Five GW students held up under pressure at Saturday’s regional steel bridge competition, constructing a bridge that supported more than one ton. The GW student chapter of the American Society of Civil Engineers swept six of seven categories at the competition, securing a spot at the national competition next month.
About 60 spectators watched the competition, held in the parking lot of Tompkins Hall.
The GW team, which includes sophomore Jeff Rakitt, sophomore Johann Aakre, junior Rodolfo Guarra, junior Nick Parypinski and senior team leader Nathan Campeau, competed against teams from Johns Hopkins and Howard universities. GW and Howard will move on to the national steel bridge competition in Clemson, S.C., May 25 and 26.
GW won the regional competition last year at Morgan State University in Baltimore, but was disqualified at the national competition in Austin, Texas, because the group’s bridge had too much sway, meaning it moved too much as weights were added.
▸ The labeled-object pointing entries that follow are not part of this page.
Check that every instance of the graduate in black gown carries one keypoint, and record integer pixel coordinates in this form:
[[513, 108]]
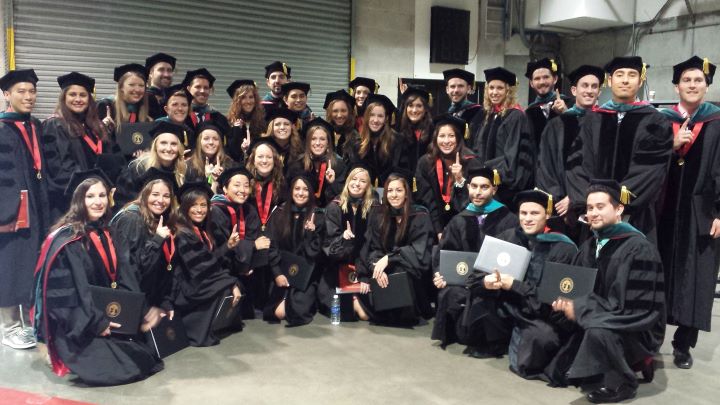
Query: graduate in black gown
[[378, 146], [465, 233], [346, 221], [339, 109], [246, 117], [232, 212], [458, 85], [78, 254], [505, 141], [23, 174], [549, 102], [297, 227], [399, 239], [73, 138], [622, 322], [560, 133], [624, 140], [202, 266], [200, 85], [143, 234], [166, 154], [160, 70], [689, 224], [320, 163], [439, 174], [538, 332]]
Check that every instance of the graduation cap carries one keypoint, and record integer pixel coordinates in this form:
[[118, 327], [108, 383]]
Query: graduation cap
[[366, 82], [167, 176], [277, 66], [201, 186], [237, 83], [537, 196], [544, 63], [459, 124], [502, 74], [460, 74], [173, 90], [17, 76], [694, 63], [157, 58], [191, 74], [418, 92], [288, 87], [339, 95], [81, 175], [165, 127], [75, 78], [586, 70], [231, 172], [120, 71]]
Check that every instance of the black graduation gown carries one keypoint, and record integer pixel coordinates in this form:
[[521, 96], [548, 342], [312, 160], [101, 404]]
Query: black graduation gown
[[68, 321], [300, 305], [538, 332], [412, 255], [622, 323], [635, 153], [329, 190], [202, 279], [19, 249], [429, 194], [464, 233], [339, 250], [144, 253], [690, 255], [506, 143]]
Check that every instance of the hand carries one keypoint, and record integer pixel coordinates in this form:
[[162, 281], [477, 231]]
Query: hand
[[347, 234], [380, 267], [236, 295], [330, 173], [715, 229], [310, 223], [364, 288], [234, 238], [562, 206], [281, 281], [456, 169], [382, 280], [262, 242], [683, 136], [162, 230], [108, 121], [112, 325]]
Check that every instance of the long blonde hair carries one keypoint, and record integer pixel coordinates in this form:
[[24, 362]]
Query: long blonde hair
[[509, 102], [345, 194], [151, 160], [121, 111]]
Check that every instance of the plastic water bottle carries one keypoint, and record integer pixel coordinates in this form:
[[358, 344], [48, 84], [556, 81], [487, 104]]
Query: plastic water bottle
[[335, 311]]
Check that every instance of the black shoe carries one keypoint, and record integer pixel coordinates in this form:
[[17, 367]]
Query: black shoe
[[682, 359], [606, 395]]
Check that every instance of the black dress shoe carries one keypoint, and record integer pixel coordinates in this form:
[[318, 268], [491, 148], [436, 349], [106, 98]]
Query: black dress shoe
[[682, 359], [606, 395]]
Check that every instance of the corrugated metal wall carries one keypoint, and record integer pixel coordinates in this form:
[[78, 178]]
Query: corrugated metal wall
[[233, 39]]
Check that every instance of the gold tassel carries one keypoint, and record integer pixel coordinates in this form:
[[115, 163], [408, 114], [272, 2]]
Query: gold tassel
[[625, 195], [496, 177]]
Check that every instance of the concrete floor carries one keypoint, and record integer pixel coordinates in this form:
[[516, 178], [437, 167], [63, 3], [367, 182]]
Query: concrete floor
[[353, 363]]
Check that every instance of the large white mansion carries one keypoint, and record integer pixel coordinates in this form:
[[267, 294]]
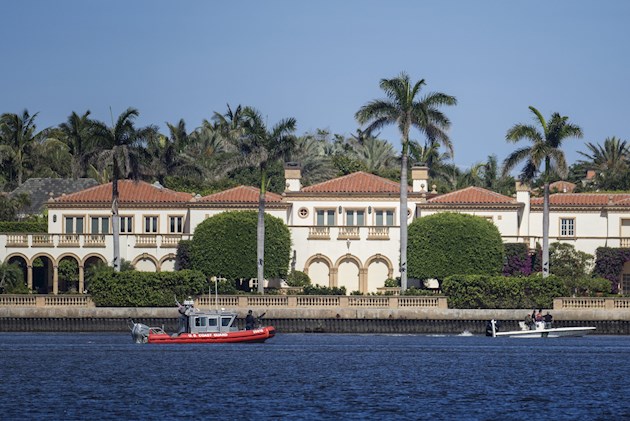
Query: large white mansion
[[345, 231]]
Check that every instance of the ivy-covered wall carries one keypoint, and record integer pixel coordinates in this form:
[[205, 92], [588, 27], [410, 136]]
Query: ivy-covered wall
[[225, 246], [448, 244]]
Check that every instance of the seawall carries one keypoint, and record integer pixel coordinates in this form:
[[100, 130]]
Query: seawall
[[328, 320]]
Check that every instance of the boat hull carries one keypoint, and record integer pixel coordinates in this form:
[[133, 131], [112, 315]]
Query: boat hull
[[253, 335], [548, 333]]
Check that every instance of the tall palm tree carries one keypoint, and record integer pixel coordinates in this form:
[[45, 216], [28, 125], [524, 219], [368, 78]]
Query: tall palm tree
[[167, 155], [260, 146], [78, 133], [315, 163], [404, 108], [122, 144], [545, 149], [609, 161], [17, 138]]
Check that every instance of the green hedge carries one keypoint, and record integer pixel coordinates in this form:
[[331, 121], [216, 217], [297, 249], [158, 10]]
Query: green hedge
[[146, 289], [448, 244], [23, 227], [479, 291], [225, 245]]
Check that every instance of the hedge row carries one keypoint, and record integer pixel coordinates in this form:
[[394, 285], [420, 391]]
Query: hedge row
[[480, 291], [22, 226], [146, 289]]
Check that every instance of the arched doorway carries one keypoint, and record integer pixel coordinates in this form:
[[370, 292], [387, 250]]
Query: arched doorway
[[68, 275], [43, 274], [379, 268], [318, 269], [348, 276]]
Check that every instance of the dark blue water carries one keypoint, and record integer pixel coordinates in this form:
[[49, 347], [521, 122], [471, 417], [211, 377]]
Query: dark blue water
[[315, 376]]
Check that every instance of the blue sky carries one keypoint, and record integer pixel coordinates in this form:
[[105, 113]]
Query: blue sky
[[319, 61]]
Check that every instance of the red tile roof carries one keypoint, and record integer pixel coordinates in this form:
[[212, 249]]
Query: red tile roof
[[358, 182], [472, 196], [128, 191], [585, 199], [240, 194], [562, 186]]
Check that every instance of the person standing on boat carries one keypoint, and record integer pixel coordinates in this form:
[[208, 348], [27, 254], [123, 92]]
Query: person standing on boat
[[250, 321], [184, 310]]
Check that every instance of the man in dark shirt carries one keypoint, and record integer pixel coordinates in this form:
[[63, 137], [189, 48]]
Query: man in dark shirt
[[250, 321]]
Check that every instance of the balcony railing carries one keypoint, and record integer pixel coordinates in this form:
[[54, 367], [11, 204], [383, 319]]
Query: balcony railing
[[319, 233], [378, 233], [348, 233], [42, 240]]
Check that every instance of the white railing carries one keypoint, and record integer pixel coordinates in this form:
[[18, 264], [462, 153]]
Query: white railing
[[378, 233], [348, 233]]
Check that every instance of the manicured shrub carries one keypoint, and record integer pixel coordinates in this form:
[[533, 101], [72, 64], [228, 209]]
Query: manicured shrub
[[23, 226], [298, 279], [225, 245], [448, 244], [320, 290], [518, 261], [609, 264], [145, 289], [567, 262], [479, 291], [183, 257]]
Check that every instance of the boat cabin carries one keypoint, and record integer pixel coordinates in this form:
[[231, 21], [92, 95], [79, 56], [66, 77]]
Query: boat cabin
[[212, 322]]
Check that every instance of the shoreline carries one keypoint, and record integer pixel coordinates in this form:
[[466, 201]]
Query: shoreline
[[296, 320]]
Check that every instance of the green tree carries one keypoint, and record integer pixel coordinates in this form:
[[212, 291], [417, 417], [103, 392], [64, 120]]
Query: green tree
[[447, 244], [168, 157], [261, 147], [18, 136], [122, 148], [79, 134], [225, 245], [610, 162], [406, 110], [545, 149]]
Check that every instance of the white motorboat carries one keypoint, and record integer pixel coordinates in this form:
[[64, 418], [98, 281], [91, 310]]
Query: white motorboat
[[540, 330]]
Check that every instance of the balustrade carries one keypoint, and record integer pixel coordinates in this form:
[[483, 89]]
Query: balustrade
[[319, 233], [378, 233]]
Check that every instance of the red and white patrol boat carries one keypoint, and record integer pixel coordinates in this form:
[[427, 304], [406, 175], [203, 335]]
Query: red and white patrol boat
[[203, 327]]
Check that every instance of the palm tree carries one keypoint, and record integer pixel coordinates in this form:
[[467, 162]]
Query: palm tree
[[610, 162], [167, 155], [545, 149], [78, 133], [404, 109], [122, 152], [260, 147], [18, 137]]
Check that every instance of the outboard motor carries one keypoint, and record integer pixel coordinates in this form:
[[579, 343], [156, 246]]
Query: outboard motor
[[140, 333]]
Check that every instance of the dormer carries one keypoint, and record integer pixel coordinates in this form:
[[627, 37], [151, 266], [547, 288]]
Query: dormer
[[420, 179], [292, 176]]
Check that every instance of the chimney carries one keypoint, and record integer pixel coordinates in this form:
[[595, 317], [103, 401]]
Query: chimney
[[292, 176], [420, 179]]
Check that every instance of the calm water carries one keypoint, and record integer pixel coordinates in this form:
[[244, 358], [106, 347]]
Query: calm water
[[315, 376]]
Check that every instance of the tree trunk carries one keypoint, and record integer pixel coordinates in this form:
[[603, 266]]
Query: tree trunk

Campeau said the team improved cross bracing on its bridge this year to reduce sway.
Campeau said GW is capable of a top-15 finish at nationals.
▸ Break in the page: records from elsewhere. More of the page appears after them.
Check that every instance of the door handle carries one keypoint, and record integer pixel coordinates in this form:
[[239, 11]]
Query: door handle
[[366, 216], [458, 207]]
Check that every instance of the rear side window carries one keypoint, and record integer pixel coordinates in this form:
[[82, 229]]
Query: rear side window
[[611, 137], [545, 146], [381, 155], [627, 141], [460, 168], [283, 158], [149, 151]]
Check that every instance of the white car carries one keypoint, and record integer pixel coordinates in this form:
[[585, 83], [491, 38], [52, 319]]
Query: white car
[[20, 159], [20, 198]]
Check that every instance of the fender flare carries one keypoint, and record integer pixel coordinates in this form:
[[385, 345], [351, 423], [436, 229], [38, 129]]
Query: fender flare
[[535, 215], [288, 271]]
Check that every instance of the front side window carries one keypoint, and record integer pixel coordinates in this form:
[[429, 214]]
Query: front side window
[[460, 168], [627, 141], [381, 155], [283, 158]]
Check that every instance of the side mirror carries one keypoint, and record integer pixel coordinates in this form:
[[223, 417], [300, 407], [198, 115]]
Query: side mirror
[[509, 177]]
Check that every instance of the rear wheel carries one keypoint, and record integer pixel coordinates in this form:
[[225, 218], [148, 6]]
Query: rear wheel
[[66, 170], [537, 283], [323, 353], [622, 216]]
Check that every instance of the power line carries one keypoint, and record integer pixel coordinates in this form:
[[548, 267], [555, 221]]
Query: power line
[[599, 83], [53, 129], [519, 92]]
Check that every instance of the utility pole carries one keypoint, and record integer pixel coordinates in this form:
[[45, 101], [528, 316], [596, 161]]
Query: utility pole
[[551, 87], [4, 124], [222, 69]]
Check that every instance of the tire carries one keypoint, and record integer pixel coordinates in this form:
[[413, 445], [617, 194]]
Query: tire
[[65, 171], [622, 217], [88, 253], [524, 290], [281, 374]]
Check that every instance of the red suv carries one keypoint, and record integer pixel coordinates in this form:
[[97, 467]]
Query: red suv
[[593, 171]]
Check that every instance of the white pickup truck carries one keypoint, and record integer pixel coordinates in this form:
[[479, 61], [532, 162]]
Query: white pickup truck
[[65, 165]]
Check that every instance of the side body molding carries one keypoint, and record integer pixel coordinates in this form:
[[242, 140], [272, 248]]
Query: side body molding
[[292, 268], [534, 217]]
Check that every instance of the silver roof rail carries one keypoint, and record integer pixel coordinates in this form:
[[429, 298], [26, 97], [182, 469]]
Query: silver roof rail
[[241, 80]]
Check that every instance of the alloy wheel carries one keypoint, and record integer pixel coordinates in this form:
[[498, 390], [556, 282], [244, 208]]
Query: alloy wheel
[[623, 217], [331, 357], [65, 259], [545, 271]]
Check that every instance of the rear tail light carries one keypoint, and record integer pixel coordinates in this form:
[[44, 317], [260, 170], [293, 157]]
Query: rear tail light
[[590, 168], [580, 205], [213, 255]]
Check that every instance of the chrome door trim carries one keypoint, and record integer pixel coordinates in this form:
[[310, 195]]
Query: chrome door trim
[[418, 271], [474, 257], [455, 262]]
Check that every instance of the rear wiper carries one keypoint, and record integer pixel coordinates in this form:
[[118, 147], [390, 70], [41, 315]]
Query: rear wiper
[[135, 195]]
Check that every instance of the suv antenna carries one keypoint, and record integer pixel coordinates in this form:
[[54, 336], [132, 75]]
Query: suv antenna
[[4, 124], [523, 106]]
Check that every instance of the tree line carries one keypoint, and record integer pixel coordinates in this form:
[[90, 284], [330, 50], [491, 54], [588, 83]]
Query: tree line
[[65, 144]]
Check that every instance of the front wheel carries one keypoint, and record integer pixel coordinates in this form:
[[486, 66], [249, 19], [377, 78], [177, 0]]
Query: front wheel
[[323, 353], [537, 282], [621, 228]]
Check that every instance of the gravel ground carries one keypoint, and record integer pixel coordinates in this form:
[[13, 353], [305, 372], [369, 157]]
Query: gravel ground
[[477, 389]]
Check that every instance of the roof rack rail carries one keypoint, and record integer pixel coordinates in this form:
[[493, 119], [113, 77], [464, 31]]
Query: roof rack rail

The steel bridge had to span a 13-foot gap, replicating a cross-section
of a river and hold 2,000 pounds of L-shaped steel plates in its center with an additional 500 pounds on one side.
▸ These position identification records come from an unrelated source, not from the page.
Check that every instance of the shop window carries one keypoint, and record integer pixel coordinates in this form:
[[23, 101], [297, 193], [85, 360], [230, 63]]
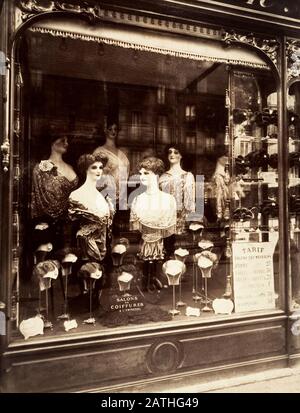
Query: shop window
[[109, 190]]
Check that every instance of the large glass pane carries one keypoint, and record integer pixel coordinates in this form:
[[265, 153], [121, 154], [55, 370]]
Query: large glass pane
[[148, 189]]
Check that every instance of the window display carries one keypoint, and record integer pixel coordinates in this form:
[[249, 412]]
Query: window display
[[158, 199]]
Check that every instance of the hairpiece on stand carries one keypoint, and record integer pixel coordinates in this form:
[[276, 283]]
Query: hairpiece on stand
[[242, 165], [206, 261], [266, 117], [173, 269], [46, 271], [258, 159], [32, 327], [66, 269], [239, 116], [243, 214], [293, 118], [90, 273]]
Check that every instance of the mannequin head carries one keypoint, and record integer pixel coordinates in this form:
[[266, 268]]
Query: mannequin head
[[92, 166], [149, 169], [111, 131], [60, 145], [221, 153]]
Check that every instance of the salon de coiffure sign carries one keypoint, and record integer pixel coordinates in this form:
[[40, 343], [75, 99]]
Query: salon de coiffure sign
[[253, 276], [286, 8]]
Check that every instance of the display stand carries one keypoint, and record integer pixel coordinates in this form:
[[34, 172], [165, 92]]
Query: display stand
[[124, 281], [46, 271], [173, 269], [195, 229], [67, 263], [91, 272], [205, 265], [181, 255]]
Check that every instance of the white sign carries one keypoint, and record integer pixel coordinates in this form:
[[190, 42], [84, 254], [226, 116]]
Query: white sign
[[253, 276]]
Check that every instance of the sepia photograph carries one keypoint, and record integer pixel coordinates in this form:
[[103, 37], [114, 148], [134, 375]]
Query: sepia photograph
[[150, 199]]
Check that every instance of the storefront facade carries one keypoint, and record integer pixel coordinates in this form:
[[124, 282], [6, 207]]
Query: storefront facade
[[149, 193]]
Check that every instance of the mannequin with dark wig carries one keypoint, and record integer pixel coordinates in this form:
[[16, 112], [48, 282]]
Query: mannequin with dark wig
[[153, 213], [52, 182], [91, 209], [181, 184]]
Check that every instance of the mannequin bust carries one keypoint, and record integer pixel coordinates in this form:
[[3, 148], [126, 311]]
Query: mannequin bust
[[53, 181], [221, 182], [93, 211], [117, 167], [179, 183], [153, 212]]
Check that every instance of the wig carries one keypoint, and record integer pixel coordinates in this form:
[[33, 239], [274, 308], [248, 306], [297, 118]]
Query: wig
[[153, 164], [86, 160]]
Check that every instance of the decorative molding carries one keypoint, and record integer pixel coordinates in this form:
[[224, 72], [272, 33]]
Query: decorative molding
[[269, 47], [293, 58], [145, 48], [192, 28], [164, 356], [30, 8]]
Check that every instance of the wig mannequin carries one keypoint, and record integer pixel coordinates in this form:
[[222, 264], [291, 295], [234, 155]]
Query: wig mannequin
[[93, 211], [153, 213]]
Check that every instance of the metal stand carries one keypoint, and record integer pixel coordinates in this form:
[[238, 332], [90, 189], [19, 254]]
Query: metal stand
[[47, 323], [228, 288], [207, 301], [196, 295], [180, 303], [65, 315]]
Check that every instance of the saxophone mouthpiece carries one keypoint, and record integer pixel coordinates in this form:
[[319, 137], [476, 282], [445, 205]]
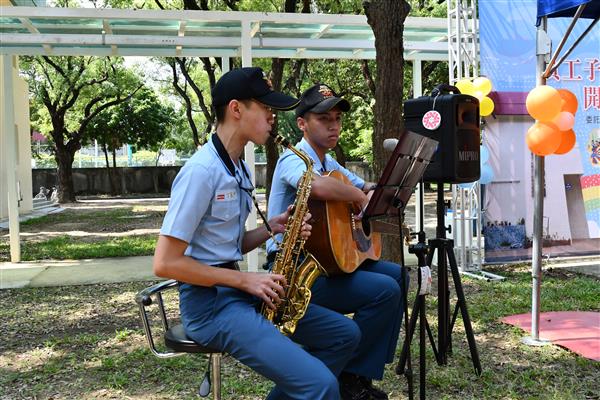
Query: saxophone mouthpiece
[[280, 139]]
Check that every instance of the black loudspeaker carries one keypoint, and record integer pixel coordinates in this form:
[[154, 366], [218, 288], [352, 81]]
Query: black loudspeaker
[[457, 157]]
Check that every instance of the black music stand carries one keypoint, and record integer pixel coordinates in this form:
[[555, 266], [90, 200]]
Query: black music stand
[[404, 170]]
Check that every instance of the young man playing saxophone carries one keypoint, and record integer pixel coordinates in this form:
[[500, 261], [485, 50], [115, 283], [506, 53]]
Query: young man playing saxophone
[[374, 291], [202, 238]]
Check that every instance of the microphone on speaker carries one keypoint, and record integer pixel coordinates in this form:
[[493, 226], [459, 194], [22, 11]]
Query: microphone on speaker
[[390, 144]]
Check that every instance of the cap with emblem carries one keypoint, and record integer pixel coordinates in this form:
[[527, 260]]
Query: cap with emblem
[[250, 83], [320, 98]]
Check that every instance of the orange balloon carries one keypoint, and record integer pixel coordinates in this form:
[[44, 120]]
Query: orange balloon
[[569, 101], [543, 103], [567, 143], [543, 138]]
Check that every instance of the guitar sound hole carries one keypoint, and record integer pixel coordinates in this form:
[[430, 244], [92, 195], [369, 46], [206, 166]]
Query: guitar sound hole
[[366, 227]]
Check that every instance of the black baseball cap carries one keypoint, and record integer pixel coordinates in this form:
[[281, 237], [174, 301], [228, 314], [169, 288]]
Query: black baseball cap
[[250, 83], [320, 98]]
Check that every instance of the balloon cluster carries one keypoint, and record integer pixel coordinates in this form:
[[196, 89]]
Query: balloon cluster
[[480, 88], [554, 111]]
The bridges were judged on seven criteria modeled after the requirements of an actual steel bridge construction, including total bridge weight, construction speed, aesthetics, stiffness, potential construction cost, structural efficiency and total cost of construction.
GW took first place in six categories, with the Howard team winning the stiffness category. The Johns Hopkins team was disqualified after its bridge began to buckle during the stiffness portion of the competition.
Students in the GW ASCE chapter designed the bridge in the fall and constructed it this semester in the Tompkins Hall machine shop.
Rakitt participated in the steel bridge competition as a freshman. He said it has been a “hands-on” experience that helped him prepare for engineering courses.
Campeau said the competition allows students to take what they learn in the classroom and “put it into something you can see.”
“It’s the best thing I’ve done since I’ve been here,” Aakre said.
Engineers from the private and public sector in the D.C. area judged the competition.
Todd Hertzer, a judge and engineer from the Whiting-Turner construction company, a corporate sponsor of the competition, said the contest forces students to be practical engineers.
“Designing and building goes a long way,” he said.